Kuwait is developing tourism plan.

Amr Abdel Ghaffar, regional director for the Middle East at the UNWTO commented this week: “While tourism has not traditionally been considered a strategic development priority by the Government of Kuwait, there have recently been positive signs of change, with the inclusion of tourism in the country’s first long-term socio-economic development plan.”

ku01-300x155Despite recent criticism that Kuwait has failed to support its tourism industry, the Gulf state has put in place a long-term strategy to develop the sector says the Middle East head of the United Nations World Tourism Organisation (UNWTO)

His comments come following recent criticism from prominent players within Kuwait’s tourism industry that the government was not doing enough to promote the sector or provide the necessary infrastructure for its development.

HE Sheikh Mubarak AM Al Sabah, chairman of Kuwait-based Action Hotels group added that there was “limited tourism in Kuwait” due to a lack of promotional and infrastructural support by the government.

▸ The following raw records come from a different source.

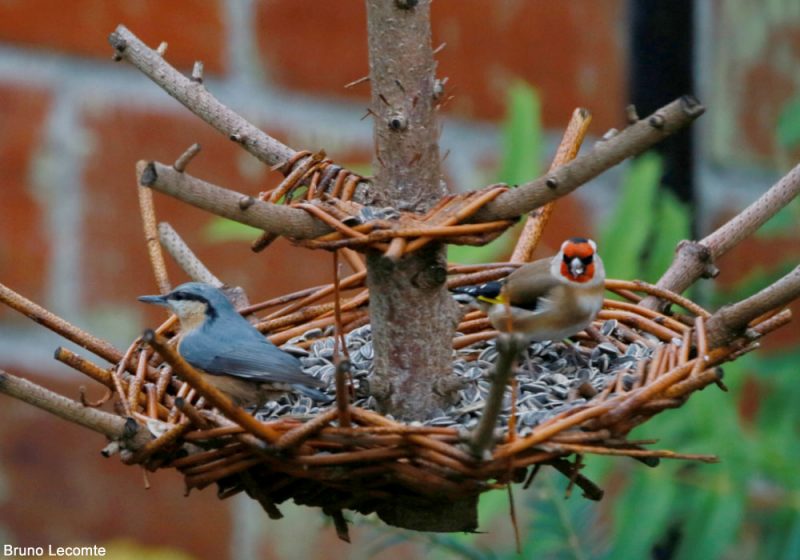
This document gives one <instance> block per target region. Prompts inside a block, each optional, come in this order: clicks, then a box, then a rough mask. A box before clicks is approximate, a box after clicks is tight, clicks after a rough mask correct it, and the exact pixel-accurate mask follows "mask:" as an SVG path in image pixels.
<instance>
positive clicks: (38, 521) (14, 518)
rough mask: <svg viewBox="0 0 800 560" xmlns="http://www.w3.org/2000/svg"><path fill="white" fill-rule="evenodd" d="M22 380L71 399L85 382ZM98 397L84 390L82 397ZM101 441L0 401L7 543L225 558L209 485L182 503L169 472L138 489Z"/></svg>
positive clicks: (226, 509)
mask: <svg viewBox="0 0 800 560" xmlns="http://www.w3.org/2000/svg"><path fill="white" fill-rule="evenodd" d="M27 377H28V378H31V379H32V380H33V381H35V382H37V383H40V384H42V385H45V386H47V387H48V388H50V389H52V390H54V391H57V392H60V393H62V394H65V395H68V396H72V397H74V396H76V395H77V386H78V384H79V383H84V384H85V383H86V381H85V379H84V378H81V379H80V380H79V379H77V376H75V377H72V376H70V379H69V381H61V382H56V381H54V380H52V379H51V378H45V379H42V378H36V377H34V376H30V375H27ZM100 394H102V393H101V392H100V391H99V389H98V390H93V391H92V390H90V395H89V396H90V398H96V397H98V396H99V395H100ZM106 443H107V441H106V439H105V438H104V437H102V436H100V435H98V434H95V433H94V432H90V431H88V430H86V429H83V428H79V427H78V426H76V425H74V424H70V423H68V422H66V421H64V420H61V419H60V418H56V417H55V416H52V415H50V414H48V413H46V412H43V411H41V410H38V409H35V408H33V407H31V406H30V405H28V404H25V403H22V402H20V401H17V400H14V399H11V398H10V397H7V396H5V395H2V396H0V448H2V449H3V460H2V465H0V468H1V469H2V476H3V480H4V492H6V493H7V495H5V496H4V499H3V501H2V503H0V518H2V519H3V527H4V530H5V531H8V533H9V535H10V536H11V537H12V538H13V542H15V543H18V544H20V545H26V546H37V545H40V546H45V547H46V546H47V545H48V544H53V545H56V546H73V545H76V544H82V545H92V544H98V545H101V544H103V543H107V542H108V541H111V540H117V539H124V540H132V541H134V542H136V543H139V544H141V545H145V546H151V547H152V546H159V547H171V548H177V549H180V550H184V551H186V552H189V553H191V554H193V555H195V557H196V558H226V557H227V556H228V550H229V544H228V535H229V533H230V530H231V525H230V518H229V513H228V505H227V504H226V503H222V502H220V501H219V500H218V499H217V497H216V495H215V492H214V490H213V488H209V489H206V490H205V491H202V492H193V493H192V494H191V495H190V496H189V497H188V498H185V497H184V496H183V481H182V477H181V476H180V475H179V474H178V473H177V472H175V471H172V470H170V471H158V472H156V473H151V474H149V477H150V483H151V487H150V489H149V490H145V488H144V487H143V482H142V471H141V469H140V468H138V467H128V466H125V465H123V464H122V463H121V462H120V460H119V458H118V457H112V458H109V459H103V458H102V457H101V455H100V453H99V452H100V450H101V449H102V448H103V447H104V446H105V445H106ZM112 546H113V545H112ZM109 552H110V553H112V554H111V557H116V556H115V555H114V554H113V550H110V551H109Z"/></svg>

He said: “We are a very liberal country and no different from any other GCC state but we are not promoted.” However, Ghaffar said this was underway and “includes the establishment of a General Tourism Authority, under the umbrella of the Ministry of Commerce and Industry, to devise, with the assistance of UNWTO, a comprehensive strategy and action plan for the sustainable development and promotion of the sector.

He said: “In this way, the socio-economic benefits of tourism – particularly in terms of economic diversification and job creation – can be fully realised.”

This refocusing on emphasis on the sector by the government is well overdue as travel and tourism contributes just 3.7 percent to Kuwait’s total GDP and research company Euromonitor International expects this to fall to around three percent by 2019.

It is also expected that tourism related employment will slump from 71,000 jobs in 2009 to 65,000 jobs in 2019. The Euromonitor data showed that in 2009 just over $400m was contributed by incoming tourists to the Kuwait economy. This is unlikely to change in the short term as in May the Dubai-based research company Proleads reported there are currently more than 470 active hotel projects in the Gulf. However, only 27, or 5.7 percent, of these were planned in Kuwait, compared to 258 in the UAE, 83 in Saudi Arabia and 35 in Bahrain.